By: moty (moty) 2008-02-04 08:51:25.000-0600

First, thanks for the rapid answers.
Second, what do you suggest?

By: Dmitry Andrianov (dimas) 2008-02-04 10:11:57.000-0600

He suggest you to recompile with DONT_OPTIMIZE :)

this option does not really slow asterisk down a lot...

By: Tilghman Lesher (tilghman) 2008-02-06 12:39:34.000-0600

Also, you should be trying SVN 1.4, as we've fixed a fairly major memory corruption issue after the release of 1.4.17 (fix will be in 1.4.18), and from the looks of your backtrace, you've got memory corruption.

By: moty (moty) 2008-02-07 04:13:15.000-0600

Hi,

Thanks all for your replies.
I will hopefully compile asterisk with DONT_OPTIMIZE flag for better bt.

Anyhow, I will wait for the final .18 release, since again, it's a production environment.

Any other suggestions will be very appreciated.

By: Norman Franke (norman) 2008-02-08 19:48:20.000-0600

This looks identical [Thread 325 (process 6235)] to a crash I keep getting, except I'm running 1.4.18-rc4 which doesn't seem to be different from 1.4.18 release.

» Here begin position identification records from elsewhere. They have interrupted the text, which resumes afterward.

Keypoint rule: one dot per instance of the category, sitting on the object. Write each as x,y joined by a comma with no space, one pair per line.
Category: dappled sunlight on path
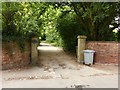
58,69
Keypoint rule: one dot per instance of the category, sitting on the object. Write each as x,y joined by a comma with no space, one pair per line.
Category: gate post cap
82,37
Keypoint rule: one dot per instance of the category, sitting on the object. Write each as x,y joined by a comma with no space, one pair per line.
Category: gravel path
57,69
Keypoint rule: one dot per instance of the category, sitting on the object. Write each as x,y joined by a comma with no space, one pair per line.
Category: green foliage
58,23
95,19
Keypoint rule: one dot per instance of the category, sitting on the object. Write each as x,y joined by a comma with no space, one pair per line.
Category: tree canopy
59,23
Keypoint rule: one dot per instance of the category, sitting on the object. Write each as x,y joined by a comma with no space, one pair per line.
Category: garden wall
12,56
106,52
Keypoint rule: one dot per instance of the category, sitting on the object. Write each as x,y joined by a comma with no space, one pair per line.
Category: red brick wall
13,57
106,52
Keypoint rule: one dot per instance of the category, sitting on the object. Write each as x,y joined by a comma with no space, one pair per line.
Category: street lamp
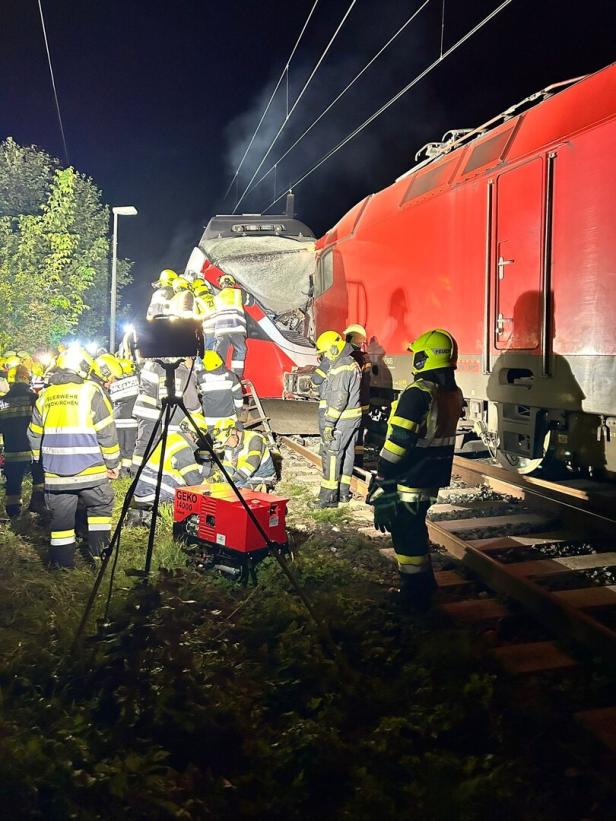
124,211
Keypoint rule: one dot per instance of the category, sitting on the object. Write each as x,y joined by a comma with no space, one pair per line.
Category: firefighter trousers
237,344
409,535
98,504
14,473
338,457
127,440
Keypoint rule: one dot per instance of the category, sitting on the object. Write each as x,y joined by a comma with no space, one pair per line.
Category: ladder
253,415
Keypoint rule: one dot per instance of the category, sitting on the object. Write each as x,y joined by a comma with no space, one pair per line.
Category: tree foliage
54,250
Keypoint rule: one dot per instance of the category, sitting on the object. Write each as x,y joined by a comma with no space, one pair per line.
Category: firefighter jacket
365,365
319,377
230,317
221,394
179,469
342,389
123,394
160,302
72,433
15,415
250,455
418,451
153,389
205,310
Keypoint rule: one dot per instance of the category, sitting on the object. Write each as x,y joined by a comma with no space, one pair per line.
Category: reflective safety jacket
205,310
221,394
15,415
365,366
418,452
342,389
318,379
123,394
179,469
230,317
153,388
249,456
160,302
73,434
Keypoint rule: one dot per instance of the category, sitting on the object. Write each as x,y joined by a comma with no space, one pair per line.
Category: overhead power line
285,72
394,99
342,93
296,103
53,84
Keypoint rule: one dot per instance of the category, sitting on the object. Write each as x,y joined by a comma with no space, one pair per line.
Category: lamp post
124,211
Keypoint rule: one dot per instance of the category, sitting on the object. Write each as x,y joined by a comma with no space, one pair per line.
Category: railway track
560,533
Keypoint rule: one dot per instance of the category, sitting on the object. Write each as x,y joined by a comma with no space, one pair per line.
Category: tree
54,250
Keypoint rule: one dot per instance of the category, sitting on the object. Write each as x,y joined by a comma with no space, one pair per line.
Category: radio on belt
218,532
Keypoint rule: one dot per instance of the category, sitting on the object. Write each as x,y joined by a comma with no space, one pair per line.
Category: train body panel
508,241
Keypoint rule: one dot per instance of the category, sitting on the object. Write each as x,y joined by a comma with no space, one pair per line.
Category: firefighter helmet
227,281
212,360
330,343
432,350
165,278
355,335
200,287
108,367
75,360
180,284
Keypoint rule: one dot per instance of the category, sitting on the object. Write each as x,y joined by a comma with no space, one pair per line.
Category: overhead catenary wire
53,83
285,73
394,99
297,100
383,48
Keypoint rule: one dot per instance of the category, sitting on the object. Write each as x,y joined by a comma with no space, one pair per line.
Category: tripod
204,442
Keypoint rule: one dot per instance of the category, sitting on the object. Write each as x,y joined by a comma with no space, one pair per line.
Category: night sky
159,97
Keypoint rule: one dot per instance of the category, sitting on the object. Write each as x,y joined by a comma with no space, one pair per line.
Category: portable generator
219,534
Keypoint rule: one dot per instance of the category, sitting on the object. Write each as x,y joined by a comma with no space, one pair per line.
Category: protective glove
385,510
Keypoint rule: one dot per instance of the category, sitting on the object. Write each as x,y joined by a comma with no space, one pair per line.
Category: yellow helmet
198,419
223,428
107,366
212,360
165,278
227,281
75,360
432,350
330,343
355,335
180,284
127,365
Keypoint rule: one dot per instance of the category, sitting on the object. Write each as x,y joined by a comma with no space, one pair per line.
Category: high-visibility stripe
401,422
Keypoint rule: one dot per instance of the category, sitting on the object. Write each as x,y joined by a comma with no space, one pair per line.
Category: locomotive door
517,260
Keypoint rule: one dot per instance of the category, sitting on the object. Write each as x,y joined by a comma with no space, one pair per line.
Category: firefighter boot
416,590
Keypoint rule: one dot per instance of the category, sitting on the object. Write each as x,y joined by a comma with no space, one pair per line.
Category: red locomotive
219,532
504,235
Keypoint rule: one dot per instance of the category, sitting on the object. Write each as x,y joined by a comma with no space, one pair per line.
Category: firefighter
416,461
152,390
205,311
341,419
245,455
230,323
163,294
182,303
73,436
180,468
220,390
356,336
15,415
123,393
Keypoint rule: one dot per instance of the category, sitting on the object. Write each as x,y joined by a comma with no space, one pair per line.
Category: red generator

In my case, I can reverse engineer that the thread that was corrupted was dialing an extension from a client, but failed



By: Chris Miller (scratchspace) 2008-02-09 13:02:40.000-0600

We're experiencing similar behavior with 1.4.17 on RHEL 5 kernel 2.6.18-53.1.4.el5. The system has Sangoma A101d and A200 installed with wanpipe 3.2.1 and Zaptel 1.4.7. The problems we've witnessed seem consistent with or related to 11712, 11818, 11862, and 11915. Originally the system would just hang and we would have to kill -9 the process. We did see failed locks building up to this event. Upon analyzing a couple of core dumps, it appeared this was most likely the memory corruption issue. None the less, we applied patched 11818 and 11862 to 1.4.18 final. Within 12 hours the system crashed while one local SIP extension called another. Attached is a backtrace.

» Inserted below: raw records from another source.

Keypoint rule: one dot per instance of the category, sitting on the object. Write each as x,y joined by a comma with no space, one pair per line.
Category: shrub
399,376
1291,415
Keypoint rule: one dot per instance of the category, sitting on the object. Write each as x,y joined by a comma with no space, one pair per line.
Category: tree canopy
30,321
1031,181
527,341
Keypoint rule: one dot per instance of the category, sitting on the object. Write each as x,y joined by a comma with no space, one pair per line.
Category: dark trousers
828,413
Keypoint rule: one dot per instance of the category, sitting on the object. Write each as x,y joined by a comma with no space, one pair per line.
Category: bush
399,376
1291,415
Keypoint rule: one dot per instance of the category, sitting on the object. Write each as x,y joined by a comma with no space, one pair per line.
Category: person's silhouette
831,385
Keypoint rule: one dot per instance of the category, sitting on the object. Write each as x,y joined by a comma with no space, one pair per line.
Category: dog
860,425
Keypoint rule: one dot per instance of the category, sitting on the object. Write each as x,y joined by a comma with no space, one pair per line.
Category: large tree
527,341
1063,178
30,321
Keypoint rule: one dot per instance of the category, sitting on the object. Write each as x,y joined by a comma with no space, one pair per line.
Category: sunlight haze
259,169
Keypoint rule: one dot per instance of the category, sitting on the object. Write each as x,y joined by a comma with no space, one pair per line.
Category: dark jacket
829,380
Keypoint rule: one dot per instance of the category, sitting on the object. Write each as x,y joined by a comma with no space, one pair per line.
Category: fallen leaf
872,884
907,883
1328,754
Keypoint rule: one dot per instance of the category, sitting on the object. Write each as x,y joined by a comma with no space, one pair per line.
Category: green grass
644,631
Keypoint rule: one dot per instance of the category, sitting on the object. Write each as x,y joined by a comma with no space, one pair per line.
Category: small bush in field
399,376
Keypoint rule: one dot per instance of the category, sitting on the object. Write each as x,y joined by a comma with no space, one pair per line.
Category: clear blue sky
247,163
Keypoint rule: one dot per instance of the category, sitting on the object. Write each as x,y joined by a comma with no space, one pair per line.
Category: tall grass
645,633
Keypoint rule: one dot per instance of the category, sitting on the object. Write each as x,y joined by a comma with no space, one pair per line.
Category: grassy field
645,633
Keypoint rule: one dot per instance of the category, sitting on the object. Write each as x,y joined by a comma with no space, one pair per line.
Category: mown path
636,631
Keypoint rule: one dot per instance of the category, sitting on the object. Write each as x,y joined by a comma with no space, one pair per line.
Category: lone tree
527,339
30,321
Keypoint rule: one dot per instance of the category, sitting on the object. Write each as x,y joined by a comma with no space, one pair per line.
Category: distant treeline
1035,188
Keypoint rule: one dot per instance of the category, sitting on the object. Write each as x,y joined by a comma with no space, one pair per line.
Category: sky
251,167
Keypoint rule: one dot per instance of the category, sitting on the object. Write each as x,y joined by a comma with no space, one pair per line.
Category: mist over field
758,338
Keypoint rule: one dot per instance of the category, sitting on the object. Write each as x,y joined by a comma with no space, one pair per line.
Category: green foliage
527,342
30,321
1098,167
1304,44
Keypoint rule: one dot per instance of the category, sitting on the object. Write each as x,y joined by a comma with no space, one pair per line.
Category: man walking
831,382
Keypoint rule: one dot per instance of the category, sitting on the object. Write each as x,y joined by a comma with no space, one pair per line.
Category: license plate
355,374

By: Norman Franke (norman) 2008-02-12 18:11:25.000-0600

You may want to try the patch in ASTERISK-1189960 since I'm testing to help with my similar crashes.

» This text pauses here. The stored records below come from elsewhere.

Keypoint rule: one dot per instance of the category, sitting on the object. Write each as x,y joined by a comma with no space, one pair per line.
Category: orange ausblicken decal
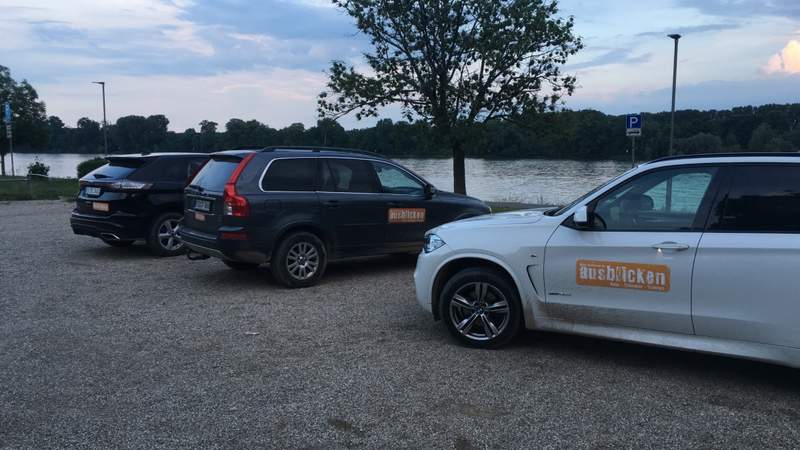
406,215
614,274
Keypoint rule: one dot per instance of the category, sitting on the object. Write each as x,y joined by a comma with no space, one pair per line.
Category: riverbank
22,188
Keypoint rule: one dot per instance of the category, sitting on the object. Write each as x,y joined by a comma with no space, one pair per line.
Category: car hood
526,216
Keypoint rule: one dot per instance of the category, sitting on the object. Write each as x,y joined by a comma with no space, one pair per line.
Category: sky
196,60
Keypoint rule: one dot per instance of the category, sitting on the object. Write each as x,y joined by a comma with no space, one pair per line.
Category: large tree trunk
459,178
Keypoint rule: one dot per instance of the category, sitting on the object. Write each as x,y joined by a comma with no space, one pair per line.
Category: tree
454,63
30,120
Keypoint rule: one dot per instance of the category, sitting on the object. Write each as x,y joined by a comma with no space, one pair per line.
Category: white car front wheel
481,308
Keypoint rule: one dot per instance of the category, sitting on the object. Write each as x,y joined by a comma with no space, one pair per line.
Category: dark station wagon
298,208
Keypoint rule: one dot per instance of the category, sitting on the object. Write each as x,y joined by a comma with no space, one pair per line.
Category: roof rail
313,148
725,155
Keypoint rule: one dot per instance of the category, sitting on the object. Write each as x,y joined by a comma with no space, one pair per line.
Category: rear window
116,170
290,175
215,174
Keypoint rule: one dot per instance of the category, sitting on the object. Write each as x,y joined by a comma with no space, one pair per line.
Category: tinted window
396,181
348,175
762,199
114,170
663,200
215,174
290,175
175,170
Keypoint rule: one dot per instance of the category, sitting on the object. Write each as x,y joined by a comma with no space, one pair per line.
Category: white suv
698,252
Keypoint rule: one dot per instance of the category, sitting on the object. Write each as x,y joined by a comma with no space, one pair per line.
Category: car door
633,266
352,206
745,275
406,206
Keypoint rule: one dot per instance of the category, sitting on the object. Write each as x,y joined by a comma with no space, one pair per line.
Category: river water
539,181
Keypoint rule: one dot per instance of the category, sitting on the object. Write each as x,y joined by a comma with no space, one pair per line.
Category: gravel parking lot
106,347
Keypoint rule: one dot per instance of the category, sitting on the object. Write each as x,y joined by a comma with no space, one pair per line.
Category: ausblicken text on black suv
136,197
298,208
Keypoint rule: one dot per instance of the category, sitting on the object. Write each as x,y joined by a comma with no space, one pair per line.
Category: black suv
136,197
297,208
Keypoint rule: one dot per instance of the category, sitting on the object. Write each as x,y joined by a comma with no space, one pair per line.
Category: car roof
729,158
144,156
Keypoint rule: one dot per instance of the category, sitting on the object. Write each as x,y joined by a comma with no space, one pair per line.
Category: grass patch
21,188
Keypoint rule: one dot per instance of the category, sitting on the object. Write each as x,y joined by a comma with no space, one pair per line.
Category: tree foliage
453,63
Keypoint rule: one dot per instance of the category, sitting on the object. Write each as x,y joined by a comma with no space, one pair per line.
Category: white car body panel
738,298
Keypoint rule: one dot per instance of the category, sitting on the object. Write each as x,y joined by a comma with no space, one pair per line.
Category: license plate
100,206
205,205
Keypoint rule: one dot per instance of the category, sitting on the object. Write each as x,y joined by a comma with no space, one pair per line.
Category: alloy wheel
302,261
479,311
168,235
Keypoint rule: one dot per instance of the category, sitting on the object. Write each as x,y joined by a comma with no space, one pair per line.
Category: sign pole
633,151
11,151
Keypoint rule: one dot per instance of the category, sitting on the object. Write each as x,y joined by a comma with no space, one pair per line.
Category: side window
663,200
348,175
396,181
290,175
762,199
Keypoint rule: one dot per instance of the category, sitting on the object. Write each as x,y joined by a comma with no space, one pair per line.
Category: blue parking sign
633,125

By: moty (moty) 2008-02-14 02:54:59.000-0600

Hi,

I've attached another back trace after compiling the asterisk with DONT_OPTIMIZE flag. Please take a look and let me know if it helps to resolve this issue.

Moty

By: Norman Franke (norman) 2008-02-14 10:53:41.000-0600

Can you also upload the console log? Did it crash or just hang? Thread 364 seems very similar to the other issues, I think.

To track these down, I often run them under gdb. For example, "gdb /usr/sbin/asterisk" then "run -c -vvvg" When something happens, I can control-C to enter the debugger, then "generate-core-file" then re-run. I can then analyze the core offline with minimal downtime. Unfortunately, when I did that for a similar freeze up, I couldn't really tell anything. In my case, I suspected a new SIP call was being initiated from a client workstation, and while trying to add the channel to the channel list, it froze (since it wasn't actually in the list yet.)

By: moty (moty) 2008-03-02 02:42:38.000-0600

Hi Guys,

Any news?

Thanks,
Moty

By: Jason Parker (jparker) 2008-04-02 13:00:54

moty: norman asked several questions and gave some very good advice on 02/14.  Please upgrade to Asterisk 1.4.19, answer his questions, follow his instructions, and report back here on whether this is still an issue.

By: Russell Bryant (russell) 2008-04-22 13:43:18

Suspended.  Feel free to reopen after an upgrade with up to date information about what is happening.